O roteiro ainda abriu mão da sutileza para cravar no público o apelido de Arminda, “dona Cobra”. A alcunha foi repetida várias vezes em questão de minutos, a ponto de Cláudia (Lorrana Mousinho) soltar na frente da própria patroa o codinome nada carinhoso.
Apesar disso, não dá para negar que Três Graças tem potencial: apresentou sua heroína e sua vilã com tintas carregadas –Arminda, afinal, não quer cuidar da mãe doente e afirma com todas as letras que “cozinheira, na sua casa, não pode sair da cozinha”– e já criou casais para o público shippar, como Gerluce e Paulinho (Romulo Estrela) e Joélly (Alana Cabral) e Raul (Paulo Mendes).

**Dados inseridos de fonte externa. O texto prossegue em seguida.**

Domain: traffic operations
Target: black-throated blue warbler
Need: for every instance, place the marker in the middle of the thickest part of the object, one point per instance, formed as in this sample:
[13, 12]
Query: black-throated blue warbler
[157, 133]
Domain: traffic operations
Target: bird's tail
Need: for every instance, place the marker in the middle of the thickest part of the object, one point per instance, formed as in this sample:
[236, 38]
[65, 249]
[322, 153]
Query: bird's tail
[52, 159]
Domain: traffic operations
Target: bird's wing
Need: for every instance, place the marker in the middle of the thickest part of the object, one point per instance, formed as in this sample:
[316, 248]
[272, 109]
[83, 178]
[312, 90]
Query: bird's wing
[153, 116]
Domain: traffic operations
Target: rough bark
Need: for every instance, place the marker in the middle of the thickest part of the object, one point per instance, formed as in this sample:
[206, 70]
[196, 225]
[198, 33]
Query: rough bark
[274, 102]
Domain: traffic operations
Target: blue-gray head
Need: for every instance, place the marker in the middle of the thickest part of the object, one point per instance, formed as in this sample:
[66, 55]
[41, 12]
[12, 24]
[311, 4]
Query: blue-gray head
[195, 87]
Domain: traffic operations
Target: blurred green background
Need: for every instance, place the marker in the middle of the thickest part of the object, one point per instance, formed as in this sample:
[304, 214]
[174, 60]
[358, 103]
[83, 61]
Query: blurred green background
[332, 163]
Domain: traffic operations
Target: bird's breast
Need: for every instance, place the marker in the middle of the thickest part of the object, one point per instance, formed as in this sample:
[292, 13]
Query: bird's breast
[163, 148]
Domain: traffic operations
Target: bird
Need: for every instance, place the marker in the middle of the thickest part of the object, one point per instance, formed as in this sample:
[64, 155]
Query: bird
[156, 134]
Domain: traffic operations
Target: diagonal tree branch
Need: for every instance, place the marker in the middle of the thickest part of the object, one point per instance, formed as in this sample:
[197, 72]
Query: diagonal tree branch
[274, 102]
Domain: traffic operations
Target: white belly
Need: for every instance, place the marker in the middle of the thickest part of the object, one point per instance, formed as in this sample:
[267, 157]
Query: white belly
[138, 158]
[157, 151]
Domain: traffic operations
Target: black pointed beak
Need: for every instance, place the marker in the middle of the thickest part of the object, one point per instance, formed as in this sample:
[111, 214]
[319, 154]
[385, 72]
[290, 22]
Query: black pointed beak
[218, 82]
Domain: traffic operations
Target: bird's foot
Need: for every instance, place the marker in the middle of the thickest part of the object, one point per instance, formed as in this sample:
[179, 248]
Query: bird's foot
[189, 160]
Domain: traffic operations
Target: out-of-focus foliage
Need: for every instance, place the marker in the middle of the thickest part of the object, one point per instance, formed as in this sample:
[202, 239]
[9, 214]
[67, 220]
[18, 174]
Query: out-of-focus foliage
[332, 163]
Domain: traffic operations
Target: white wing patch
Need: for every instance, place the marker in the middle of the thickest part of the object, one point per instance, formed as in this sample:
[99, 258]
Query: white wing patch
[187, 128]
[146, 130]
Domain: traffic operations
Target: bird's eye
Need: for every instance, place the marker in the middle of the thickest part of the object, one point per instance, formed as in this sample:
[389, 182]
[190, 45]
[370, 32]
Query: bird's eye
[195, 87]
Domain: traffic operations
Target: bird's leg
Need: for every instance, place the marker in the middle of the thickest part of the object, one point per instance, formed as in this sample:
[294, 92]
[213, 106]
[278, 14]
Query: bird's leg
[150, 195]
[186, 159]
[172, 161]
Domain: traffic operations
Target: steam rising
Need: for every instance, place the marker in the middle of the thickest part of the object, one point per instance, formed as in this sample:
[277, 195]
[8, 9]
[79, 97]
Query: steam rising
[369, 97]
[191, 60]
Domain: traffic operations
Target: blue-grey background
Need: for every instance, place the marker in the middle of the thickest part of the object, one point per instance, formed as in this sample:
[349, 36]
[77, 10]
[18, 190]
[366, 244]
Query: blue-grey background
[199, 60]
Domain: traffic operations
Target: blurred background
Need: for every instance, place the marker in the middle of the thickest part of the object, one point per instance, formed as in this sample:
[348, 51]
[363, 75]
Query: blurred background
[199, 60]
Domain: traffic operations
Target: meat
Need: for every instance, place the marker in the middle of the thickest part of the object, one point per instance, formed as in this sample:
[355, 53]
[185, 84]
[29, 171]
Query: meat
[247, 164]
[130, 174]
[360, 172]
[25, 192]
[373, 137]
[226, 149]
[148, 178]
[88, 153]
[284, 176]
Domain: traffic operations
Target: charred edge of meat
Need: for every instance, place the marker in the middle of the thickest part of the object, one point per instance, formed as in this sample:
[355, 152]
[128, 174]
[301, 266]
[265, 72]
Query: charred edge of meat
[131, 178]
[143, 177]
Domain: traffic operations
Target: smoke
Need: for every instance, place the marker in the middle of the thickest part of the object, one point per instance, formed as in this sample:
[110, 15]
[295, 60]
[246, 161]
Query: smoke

Aguinaldo Silva e sua equipe ainda conseguiram introduzir os principais temas da história, da maternidade solo aos remédios falsificados, com direito a finalizar a estreia mostrando a estátua que dá nome à trama.
Com isso, os autores mostraram que Três Graças tem potencial para capturar o público que havia fugido das novelas das nove nos últimos anos –e que, às vezes, não é necessário reinventar a roda como tentaram Mania de Você (2024) e Vale Tudo, mas apenas fazer um arroz com feijão bem feito.